Member of Parliament for Champlain
- In office March 1958 – June 1962
- Preceded by: Joseph Irenée Rochefort
- Succeeded by: Jean-Paul Matte

Personal details
- Born: 19 April 1902 Batiscan, Quebec, Canada
- Died: 22 April 1983 (aged 81)
- Party: Progressive Conservative
- Spouse(s): Esperance Brunelle m. 26 September 1928
- Profession: Farmer, insurance agent

= Paul Lahaye =

Canadian politician (1902–1983)

Paul Lahaye (19 April 1902 – 22 April 1983) was a Progressive Conservative party member of the House of Commons of Canada. Born in Batiscan, Quebec, he was a farmer and life insurance agent by career. From 1922 to 1949, he was secretary-treasurer of his regional school board. Between 1945 and 1948, he was secretary-treasurer of the municipality of Batiscan.

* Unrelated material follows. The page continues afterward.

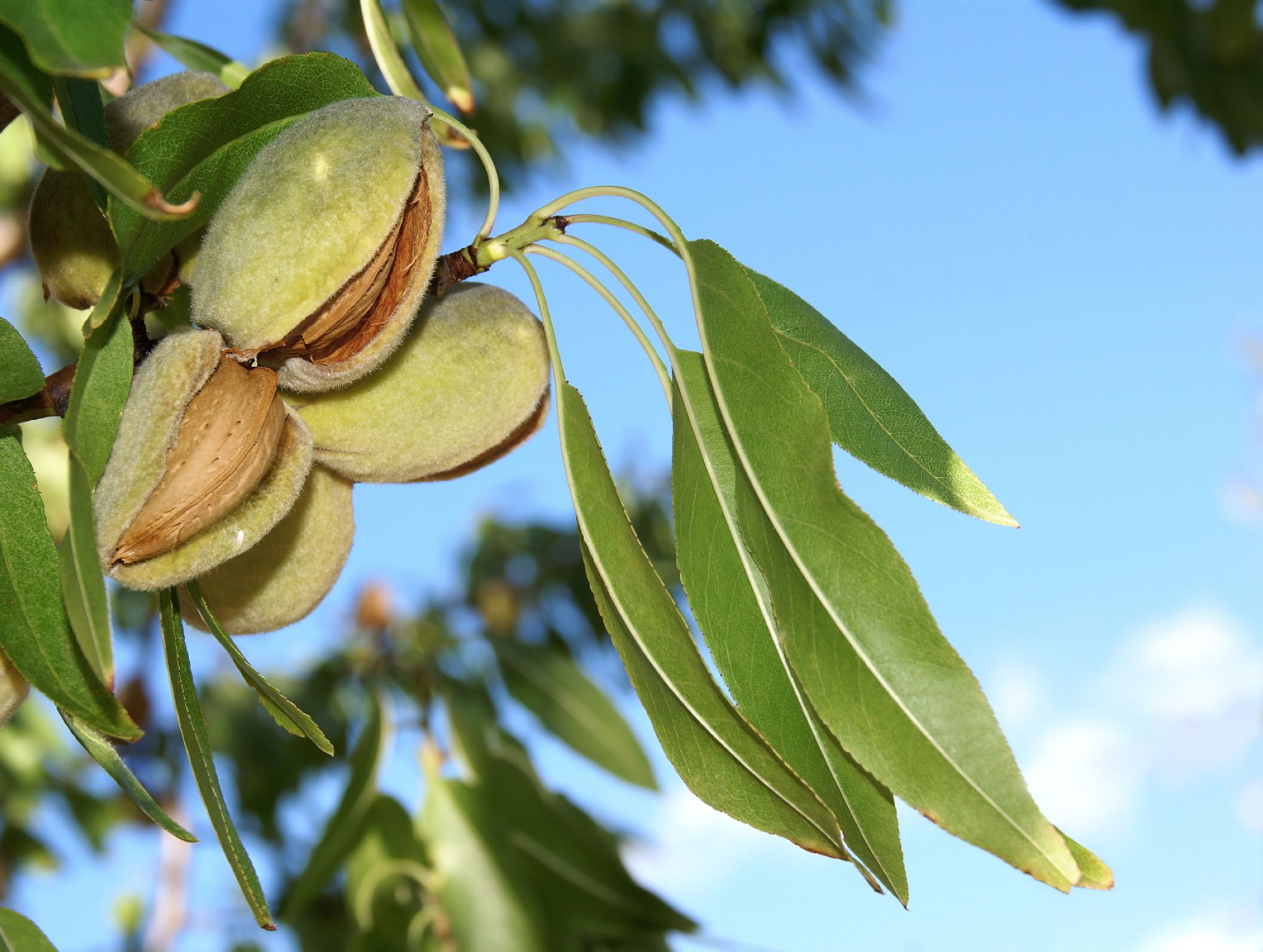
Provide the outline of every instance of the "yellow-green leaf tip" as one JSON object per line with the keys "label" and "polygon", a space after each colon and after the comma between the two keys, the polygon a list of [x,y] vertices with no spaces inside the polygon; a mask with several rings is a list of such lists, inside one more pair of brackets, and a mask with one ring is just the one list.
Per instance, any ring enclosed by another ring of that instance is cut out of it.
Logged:
{"label": "yellow-green leaf tip", "polygon": [[211,220],[193,319],[277,366],[282,386],[344,386],[399,345],[429,284],[446,216],[429,110],[335,102],[255,157]]}
{"label": "yellow-green leaf tip", "polygon": [[427,302],[403,346],[370,376],[287,398],[321,465],[356,482],[460,476],[529,437],[548,405],[548,347],[506,290],[460,284]]}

He was first elected at the Champlain riding in the 1958 general election. After serving his only term, the 24th Canadian Parliament, Lahaye was defeated in the 1962 election, finishing in third place behind winner Jean-Paul Matte of the Liberal party and Origène Arvisais of the Social Credit party. Lahaye was also unsuccessful in another attempt to return to Parliament at the Rivière-du-Loup—Témiscouata riding in the 1965 election.